Casarão Barão Tavares Leite

Sara Teixeira Munaretto
A perspectiva patrimonial de Jaguarão, exemplificada em seu conjunto histórico e paisagístico tombado pelo IPHAN, privilegiou um enfoque nos patrimônios dos grupos dominantes, as elites. O sobrado do Barão Tavares Leite, ainda que um dos últimos exemplares de opulência da arquitetura colonial portuguesa, foi incluído aqui com o objetivo de afirmar que as casas, casarões, obras públicas, a cidade como um todo, foi erguida por meio de muito trabalho de africanos/as e afrodescendentes. Este palacete do charqueador português estabelecido na região localiza-se na cidade baixa, próximo da orla e do Mercado Central, na antiga Rua do Comércio e atual XV de Novembro. Um destaque nesta construção é que a memória da comunidade negra da cidade relativa ao casarão referência a presença de um elevador de madeira em duas dependências, que funcionava a partir da força braçal dos trabalhadores, mostrando a barbárie do trabalho escravizado.

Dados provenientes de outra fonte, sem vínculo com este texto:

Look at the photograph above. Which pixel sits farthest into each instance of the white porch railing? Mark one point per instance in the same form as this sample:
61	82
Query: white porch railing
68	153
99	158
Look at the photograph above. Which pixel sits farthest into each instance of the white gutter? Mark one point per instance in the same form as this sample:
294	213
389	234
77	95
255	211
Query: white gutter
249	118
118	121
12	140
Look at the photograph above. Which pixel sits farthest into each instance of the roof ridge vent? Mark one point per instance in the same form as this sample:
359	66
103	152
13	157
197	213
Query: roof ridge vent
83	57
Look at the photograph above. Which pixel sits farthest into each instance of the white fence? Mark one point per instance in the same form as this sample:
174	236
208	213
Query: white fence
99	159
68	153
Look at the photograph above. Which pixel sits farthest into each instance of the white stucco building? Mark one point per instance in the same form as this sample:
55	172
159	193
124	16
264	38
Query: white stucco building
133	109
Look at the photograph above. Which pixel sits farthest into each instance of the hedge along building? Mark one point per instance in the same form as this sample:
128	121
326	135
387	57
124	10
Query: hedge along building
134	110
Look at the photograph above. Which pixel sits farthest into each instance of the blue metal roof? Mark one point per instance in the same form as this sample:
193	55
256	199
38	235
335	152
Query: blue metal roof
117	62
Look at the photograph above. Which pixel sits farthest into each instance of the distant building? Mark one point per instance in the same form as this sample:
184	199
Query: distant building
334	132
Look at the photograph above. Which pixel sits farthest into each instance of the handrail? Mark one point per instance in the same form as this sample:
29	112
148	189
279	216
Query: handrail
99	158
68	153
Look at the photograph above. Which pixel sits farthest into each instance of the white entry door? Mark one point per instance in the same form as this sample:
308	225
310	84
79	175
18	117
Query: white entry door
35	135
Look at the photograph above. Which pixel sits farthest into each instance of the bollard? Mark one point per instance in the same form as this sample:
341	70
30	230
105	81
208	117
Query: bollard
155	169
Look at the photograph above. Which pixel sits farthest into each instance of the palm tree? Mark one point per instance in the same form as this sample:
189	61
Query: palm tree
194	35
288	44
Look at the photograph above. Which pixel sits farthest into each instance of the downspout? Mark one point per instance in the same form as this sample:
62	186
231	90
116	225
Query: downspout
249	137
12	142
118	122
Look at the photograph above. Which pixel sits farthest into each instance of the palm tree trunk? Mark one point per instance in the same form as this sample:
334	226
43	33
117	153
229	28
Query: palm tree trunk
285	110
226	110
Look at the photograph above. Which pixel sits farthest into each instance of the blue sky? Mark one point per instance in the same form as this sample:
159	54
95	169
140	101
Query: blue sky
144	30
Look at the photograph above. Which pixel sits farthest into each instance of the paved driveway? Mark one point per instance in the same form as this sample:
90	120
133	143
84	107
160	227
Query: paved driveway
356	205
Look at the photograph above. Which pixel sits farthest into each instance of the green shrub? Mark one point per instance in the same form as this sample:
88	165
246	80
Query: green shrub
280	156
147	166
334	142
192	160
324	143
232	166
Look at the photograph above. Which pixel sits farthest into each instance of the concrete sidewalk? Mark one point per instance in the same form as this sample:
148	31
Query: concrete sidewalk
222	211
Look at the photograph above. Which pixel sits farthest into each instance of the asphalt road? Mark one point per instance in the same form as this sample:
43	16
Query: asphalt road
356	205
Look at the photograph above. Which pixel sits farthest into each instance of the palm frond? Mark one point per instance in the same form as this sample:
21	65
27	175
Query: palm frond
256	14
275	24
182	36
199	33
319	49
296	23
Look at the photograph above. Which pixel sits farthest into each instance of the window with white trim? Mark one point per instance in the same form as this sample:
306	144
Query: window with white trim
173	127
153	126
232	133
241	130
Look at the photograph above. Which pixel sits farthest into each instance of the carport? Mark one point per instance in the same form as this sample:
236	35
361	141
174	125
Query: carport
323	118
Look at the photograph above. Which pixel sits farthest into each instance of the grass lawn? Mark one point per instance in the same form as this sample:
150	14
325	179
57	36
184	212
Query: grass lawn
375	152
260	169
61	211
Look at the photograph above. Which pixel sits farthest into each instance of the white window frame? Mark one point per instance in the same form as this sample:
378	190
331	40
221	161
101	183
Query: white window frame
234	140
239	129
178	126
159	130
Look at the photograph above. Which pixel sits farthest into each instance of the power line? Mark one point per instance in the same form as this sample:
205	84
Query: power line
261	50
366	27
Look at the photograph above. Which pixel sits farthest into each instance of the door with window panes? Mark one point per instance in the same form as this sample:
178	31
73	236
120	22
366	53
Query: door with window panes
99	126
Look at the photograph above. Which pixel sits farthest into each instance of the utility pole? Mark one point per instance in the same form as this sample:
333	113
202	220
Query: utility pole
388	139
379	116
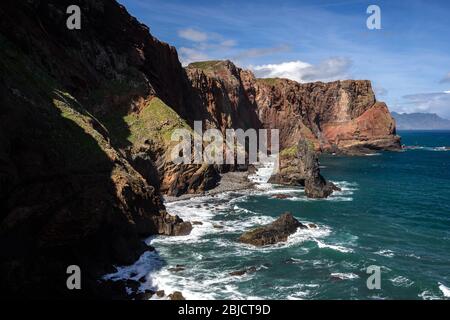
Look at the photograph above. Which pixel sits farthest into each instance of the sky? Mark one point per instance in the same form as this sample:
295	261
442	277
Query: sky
407	60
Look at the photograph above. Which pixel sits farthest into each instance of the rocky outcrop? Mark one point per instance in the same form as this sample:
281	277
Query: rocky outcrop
85	128
277	231
341	116
299	166
69	192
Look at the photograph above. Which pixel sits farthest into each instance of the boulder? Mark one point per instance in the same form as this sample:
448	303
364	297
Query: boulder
277	231
176	295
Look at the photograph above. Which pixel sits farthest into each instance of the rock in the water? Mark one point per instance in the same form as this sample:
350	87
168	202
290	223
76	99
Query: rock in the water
177	268
160	293
281	196
172	225
300	166
243	271
277	231
176	295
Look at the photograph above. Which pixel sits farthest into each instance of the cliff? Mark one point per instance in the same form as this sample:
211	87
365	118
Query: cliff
85	124
341	116
69	193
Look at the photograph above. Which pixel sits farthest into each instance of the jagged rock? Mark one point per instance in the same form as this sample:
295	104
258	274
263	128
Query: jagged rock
281	196
277	231
176	295
75	185
300	166
177	268
171	225
243	271
315	184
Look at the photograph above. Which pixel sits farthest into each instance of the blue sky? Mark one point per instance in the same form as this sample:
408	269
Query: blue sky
408	60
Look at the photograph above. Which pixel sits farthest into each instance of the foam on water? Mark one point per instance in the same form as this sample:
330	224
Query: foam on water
386	253
345	276
334	247
445	290
401	281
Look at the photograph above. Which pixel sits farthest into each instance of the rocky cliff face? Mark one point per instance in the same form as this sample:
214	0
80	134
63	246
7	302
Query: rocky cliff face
85	125
339	116
299	166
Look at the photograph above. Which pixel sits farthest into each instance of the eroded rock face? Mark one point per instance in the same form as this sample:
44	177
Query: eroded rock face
277	231
299	166
337	116
69	193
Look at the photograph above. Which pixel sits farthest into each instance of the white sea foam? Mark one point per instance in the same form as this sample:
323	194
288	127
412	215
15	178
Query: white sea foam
263	173
345	276
334	247
428	295
401	281
386	253
445	290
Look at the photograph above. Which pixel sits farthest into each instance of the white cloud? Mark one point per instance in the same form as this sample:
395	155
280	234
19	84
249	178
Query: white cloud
188	55
434	102
328	70
193	35
446	79
259	52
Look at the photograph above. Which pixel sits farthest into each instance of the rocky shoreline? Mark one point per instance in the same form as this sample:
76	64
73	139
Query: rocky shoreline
230	181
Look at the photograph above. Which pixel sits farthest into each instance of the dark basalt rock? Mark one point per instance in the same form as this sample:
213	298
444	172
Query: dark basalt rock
243	271
302	169
277	231
176	295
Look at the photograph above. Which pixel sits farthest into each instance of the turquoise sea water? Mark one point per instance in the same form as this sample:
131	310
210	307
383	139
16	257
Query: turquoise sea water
393	212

É um sítio importante para refletirmos sobre o trabalho dos/as escravizados/as em ambiente urbano e doméstico. Por sua atividade econômica, as fontes disponíveis nos mostram uma grande importância do trabalho escravizado na área rural, nas fazendas, pecuária e setor saladeiril. Mas também tinha uma importância na zona urbana, onde essas pessoas tinham conhecimentos em diversos ofícios como trabalhos domésticos, ferreiros, carpinteiros, comércio de rua, etc. É importante destacar o quanto os saberes relativos aos métodos construtivos, também foram formulados e exercidos por africanos e seus descendentes. Ou seja, para além da mão-de-obra braçal, havia um conhecimento articulado desde o continente africano, que favoreceu a construção das edificações e outras obras urbanas.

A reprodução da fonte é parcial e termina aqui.